Comment by sirwhinesalot
1 day ago
Yes lower income boys are hit way harder, but it's not like the issue disappears at the higher end.
> 72 percent of boys from households earning $100,000 or more reported having a male mentor for schoolwork.
> A similar trend appeared regarding relationship advice. Only 45 percent of boys in the lowest income group had a male mentor for relationships. This compares to 67 percent of boys in the highest income group.
Even 30% of rich kids don't have access to a proper male role model, those are terrible numbers!
Is the assumption that 100% - or even close to it - of boys need a male mentor? How much of the remaining 28% have a female mentor?
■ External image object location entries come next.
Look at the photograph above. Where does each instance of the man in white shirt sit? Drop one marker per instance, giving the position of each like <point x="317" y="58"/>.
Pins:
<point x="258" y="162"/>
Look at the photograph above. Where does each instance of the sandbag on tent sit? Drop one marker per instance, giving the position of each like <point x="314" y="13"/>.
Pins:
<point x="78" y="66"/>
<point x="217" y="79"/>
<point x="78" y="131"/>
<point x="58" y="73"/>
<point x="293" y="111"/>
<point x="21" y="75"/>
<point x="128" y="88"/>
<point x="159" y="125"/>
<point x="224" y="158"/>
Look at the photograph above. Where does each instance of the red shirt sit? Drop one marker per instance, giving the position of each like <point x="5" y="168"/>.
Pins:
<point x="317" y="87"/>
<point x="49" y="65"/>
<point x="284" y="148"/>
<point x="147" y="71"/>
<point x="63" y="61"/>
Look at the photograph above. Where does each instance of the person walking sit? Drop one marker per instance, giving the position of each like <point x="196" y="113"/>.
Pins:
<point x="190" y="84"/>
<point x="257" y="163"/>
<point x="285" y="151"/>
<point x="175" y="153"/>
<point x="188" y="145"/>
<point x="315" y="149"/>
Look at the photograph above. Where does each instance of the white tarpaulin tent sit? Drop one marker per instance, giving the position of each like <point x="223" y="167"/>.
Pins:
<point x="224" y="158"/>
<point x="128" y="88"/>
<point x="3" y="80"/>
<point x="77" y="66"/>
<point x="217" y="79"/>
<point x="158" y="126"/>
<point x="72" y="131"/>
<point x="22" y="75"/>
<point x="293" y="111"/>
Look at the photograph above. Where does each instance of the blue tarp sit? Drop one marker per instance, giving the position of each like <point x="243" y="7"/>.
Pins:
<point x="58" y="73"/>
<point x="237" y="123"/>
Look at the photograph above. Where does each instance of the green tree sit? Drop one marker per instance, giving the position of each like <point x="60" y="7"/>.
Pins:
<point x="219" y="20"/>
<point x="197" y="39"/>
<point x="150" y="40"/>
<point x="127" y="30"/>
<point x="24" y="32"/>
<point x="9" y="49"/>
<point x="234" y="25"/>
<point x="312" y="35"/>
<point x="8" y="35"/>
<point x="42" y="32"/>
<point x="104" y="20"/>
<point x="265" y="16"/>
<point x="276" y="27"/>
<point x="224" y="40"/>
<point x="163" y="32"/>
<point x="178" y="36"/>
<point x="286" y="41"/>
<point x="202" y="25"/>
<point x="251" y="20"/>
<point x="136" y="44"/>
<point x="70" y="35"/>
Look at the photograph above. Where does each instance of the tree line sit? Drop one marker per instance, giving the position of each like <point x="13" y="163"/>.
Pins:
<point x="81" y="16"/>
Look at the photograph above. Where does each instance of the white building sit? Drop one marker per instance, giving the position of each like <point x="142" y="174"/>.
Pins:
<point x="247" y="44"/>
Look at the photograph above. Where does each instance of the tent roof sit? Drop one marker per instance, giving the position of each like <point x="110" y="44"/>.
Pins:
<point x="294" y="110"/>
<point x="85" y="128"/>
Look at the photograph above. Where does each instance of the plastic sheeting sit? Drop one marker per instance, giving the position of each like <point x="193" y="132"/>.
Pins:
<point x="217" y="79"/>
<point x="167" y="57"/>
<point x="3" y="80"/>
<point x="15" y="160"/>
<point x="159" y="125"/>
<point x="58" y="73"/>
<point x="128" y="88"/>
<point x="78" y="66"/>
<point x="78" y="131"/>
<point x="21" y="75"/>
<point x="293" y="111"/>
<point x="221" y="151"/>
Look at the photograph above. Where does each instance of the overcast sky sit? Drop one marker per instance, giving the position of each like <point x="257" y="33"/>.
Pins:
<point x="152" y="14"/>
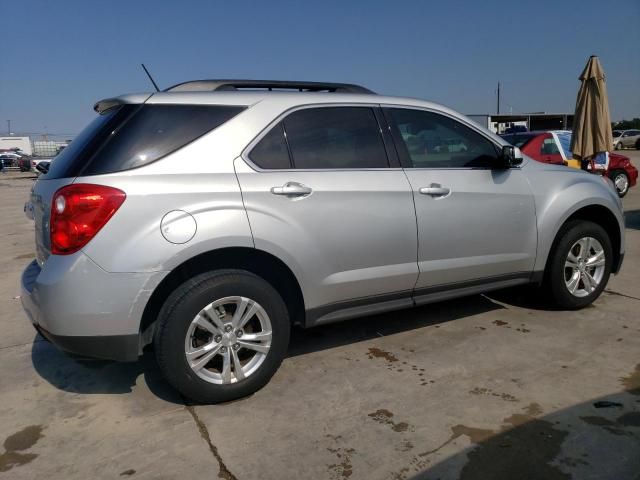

Also, that specifies "for schoolwork." Surely there's many boys that have a male they can turn to for other things if not necessarily schoolwork
$100,000 isn't even 'rich' nowdays, that's below middle class especially if we're talking about an actual family unit. I can guarantee that if this research further stratified things into $100-200k, and $200k+ you would see the results continue to improve as people cross the threshold into middle class.
This survey can be seen as comparing people in poverty level income vs everyone else.
A lot of the lower income kids are from single parent homes (which is why they can't cross the $100.000 threshold), those will obviously have less access to a male role model.
If you correct for that the numbers would likely get closer, not further apart.
I assume you mean single parent but housing scarcity does indeed relate to precarity.